Nell’arco meridiano, muove, del golfo, il treno

la massicciata assesta le rotaie: la strada è una, quale il destino?

«Gennà, facimm’ambress, damme nu vase.»

«Cuncè, t’aggio vuluto sempe bene.»

Il re sorride, saluta con la mano, accenna una parola

e il popolo, ah! il popolo di Pulcinella scioscia e magna

senza denti, quella parola, quella mano, quel sorriso.

L’inferno, ecco l’inferno, Maestà, è servito!

Negli occhi di Concetta scocca il lampo, il tuono nelle orecchie di Gennà,

la vita, la morte, stesso campo, ormai nun se pò cchiù pazzià.

Sette chilometri virgola venticinque affronta la Vesuvio,

son tutti pronti all’esplosione della gioia popolare, a Napoli

nove minuti in là, nel futuro che è già storia, di umile plebe

orgogliosa e stracciona, inconsapevole del riscatto imminente

china al potere, al sangue santo, a un Dio già morto.

«Quann scuppia a bomba? Gennà, quann scuppia?»

Se bomba c’era, non fu più che un botto, spentosi in un peto fluorescente

e dunque vive e ancora viva il Re

imperituro, paterno, patente, sul ghigno lascivo di bocche sdentate

e fameliche: vite violente o violentate, il Popolo, il Popolo! ‘O popolo!

Applausi, pernacchi e lacrime accolgono il treno del re,

Ferdinando è commosso, la gente lo ama, ‘o popolo ‘o vvò!

«Curre, curre, Gennà» dice Concetta, scendendo verso il mare.

«Aspietteme, Cuncè, ca tengo ‘affanno. O core sta sbattenno comma cchè!»

Come una bomba scoppia questo cuore. Solo l’amare conta, non l’avere amato,

tornano al Pallonetto di Santa Lucia, correndo e amando:

non all’amore, né al Vesuvio, né al cielo, importa qualcosa di re Ferdinando.

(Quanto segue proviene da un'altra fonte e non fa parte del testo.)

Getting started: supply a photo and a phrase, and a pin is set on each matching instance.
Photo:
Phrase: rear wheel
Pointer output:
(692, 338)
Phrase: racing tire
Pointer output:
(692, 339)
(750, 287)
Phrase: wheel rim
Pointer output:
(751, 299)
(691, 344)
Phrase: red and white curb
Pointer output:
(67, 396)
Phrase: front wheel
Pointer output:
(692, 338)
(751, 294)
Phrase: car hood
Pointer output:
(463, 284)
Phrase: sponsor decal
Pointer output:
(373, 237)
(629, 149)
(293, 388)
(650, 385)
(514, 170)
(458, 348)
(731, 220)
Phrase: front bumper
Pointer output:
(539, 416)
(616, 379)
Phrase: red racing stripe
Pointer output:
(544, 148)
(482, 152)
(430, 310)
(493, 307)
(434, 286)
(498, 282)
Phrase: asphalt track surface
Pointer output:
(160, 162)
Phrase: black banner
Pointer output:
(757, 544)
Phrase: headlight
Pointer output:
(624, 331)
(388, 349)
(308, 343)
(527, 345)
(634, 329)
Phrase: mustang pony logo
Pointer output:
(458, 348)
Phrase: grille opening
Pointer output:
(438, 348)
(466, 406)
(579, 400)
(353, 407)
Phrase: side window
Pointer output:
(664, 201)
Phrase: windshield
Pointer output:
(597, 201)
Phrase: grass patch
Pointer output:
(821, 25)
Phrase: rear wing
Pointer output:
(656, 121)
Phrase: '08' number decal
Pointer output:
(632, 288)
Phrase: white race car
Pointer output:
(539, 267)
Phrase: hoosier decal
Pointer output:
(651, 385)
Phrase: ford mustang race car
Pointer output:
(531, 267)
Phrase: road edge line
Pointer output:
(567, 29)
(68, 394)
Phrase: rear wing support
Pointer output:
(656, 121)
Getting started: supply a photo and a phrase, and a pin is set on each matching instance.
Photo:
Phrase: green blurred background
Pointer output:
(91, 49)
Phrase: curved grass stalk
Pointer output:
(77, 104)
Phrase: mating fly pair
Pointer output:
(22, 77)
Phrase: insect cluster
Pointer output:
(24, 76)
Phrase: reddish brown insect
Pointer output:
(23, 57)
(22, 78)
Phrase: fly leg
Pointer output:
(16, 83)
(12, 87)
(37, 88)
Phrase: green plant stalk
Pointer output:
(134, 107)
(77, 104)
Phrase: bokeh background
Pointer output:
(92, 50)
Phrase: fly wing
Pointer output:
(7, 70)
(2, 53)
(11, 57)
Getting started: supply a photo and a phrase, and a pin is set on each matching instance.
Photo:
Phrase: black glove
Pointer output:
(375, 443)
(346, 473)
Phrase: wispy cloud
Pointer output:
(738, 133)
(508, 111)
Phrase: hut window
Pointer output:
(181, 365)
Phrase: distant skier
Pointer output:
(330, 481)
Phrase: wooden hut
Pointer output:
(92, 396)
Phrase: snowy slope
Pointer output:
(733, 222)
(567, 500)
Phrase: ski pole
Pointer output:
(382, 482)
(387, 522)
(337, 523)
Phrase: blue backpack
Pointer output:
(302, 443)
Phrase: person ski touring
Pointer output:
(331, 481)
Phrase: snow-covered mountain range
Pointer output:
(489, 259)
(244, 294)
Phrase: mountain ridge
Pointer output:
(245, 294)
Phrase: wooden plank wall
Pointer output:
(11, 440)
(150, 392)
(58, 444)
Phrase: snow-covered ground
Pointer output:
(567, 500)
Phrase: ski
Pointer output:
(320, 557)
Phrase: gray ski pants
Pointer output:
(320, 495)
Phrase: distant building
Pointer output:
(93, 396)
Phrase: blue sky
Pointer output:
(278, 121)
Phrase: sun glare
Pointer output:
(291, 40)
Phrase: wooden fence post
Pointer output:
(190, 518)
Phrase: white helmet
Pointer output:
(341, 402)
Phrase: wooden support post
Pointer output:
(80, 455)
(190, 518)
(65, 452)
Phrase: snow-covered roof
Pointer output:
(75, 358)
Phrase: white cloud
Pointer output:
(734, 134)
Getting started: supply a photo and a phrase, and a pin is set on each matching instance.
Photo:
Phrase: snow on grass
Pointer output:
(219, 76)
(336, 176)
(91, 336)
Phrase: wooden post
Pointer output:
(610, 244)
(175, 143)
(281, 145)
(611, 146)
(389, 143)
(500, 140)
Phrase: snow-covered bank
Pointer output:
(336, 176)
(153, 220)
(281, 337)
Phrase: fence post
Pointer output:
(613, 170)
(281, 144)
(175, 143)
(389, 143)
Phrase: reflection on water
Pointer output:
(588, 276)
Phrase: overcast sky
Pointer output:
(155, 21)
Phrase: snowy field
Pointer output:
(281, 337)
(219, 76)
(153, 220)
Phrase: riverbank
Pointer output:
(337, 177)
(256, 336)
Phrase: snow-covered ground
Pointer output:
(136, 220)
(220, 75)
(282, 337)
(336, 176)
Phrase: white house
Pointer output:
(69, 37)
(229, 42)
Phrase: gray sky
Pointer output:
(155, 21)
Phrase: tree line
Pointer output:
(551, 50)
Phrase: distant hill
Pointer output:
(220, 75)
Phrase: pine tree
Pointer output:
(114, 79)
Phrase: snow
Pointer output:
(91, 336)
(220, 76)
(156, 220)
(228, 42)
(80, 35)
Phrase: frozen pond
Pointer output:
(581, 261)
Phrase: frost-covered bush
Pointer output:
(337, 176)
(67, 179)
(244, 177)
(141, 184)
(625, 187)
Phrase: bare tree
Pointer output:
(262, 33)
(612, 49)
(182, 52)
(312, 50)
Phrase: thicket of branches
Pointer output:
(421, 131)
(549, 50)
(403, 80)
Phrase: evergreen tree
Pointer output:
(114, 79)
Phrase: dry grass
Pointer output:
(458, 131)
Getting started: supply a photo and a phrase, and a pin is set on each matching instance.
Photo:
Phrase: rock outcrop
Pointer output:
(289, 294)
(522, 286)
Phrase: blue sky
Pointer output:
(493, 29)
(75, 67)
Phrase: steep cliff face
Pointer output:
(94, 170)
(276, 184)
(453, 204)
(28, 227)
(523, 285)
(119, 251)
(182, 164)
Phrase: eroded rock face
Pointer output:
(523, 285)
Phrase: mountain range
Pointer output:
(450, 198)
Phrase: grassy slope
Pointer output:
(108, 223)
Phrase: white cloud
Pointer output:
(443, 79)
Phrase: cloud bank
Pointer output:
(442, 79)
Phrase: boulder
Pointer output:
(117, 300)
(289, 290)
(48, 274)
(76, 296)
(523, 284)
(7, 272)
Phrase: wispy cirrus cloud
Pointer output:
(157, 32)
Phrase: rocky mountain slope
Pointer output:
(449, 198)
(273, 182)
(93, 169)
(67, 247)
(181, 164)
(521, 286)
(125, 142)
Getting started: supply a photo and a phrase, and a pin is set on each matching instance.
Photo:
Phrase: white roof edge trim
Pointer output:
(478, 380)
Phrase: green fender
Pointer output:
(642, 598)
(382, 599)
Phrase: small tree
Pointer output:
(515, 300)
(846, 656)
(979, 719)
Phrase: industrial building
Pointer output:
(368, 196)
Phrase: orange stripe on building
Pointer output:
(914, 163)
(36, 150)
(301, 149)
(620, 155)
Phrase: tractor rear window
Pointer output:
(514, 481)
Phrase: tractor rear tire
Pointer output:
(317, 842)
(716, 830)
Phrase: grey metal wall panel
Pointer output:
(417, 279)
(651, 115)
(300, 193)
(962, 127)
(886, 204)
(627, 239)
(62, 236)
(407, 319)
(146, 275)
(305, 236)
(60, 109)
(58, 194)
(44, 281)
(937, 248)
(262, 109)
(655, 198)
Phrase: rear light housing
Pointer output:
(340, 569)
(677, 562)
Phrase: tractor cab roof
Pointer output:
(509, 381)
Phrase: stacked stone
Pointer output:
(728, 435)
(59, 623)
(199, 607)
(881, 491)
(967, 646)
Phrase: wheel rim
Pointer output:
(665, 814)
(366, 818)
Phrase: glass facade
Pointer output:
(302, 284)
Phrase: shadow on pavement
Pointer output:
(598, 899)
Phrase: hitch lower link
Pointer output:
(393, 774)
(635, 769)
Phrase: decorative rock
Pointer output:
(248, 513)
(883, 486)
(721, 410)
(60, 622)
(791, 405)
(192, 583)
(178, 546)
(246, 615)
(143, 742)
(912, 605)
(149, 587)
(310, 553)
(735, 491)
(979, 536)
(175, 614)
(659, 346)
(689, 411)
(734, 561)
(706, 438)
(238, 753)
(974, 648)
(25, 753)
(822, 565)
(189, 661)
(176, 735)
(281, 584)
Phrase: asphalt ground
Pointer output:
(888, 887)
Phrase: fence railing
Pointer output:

Il tempo è rimandato, il tiranno non durerà, sarà sangue e giustizia

e il treno, fermo, ne scandirà il destino con le parole oblique di una pizia.

(Stefano Bandera e Diego Caiazzo) © riproduzione riservata

Nota: il 3 ottobre 1839, si svolse il viaggio inaugurale della ferrovia Napoli-Portici, la prima strada ferrata costruita in Italia. Era stata progettata dall’ingegner Armando Giuseppe Bayard de Vingtrie e il primo convoglio, di otto vagoni, era trainato da una locomotiva chiamata Vesuvio. Sul treno, oltre al re Ferdinando e alla sua famiglia, si trovavano 48 personalità, una rappresentanza militare costituita da 60 ufficiali, 30 fanti, 30 artiglieri e 60 marinai. Nell’ultima vettura si trovava la banda della guardia reale. Il percorso inaugurale fu compiuto in senso inverso, da Portici e Napoli, e venne coperto in nove minuti e mezzo.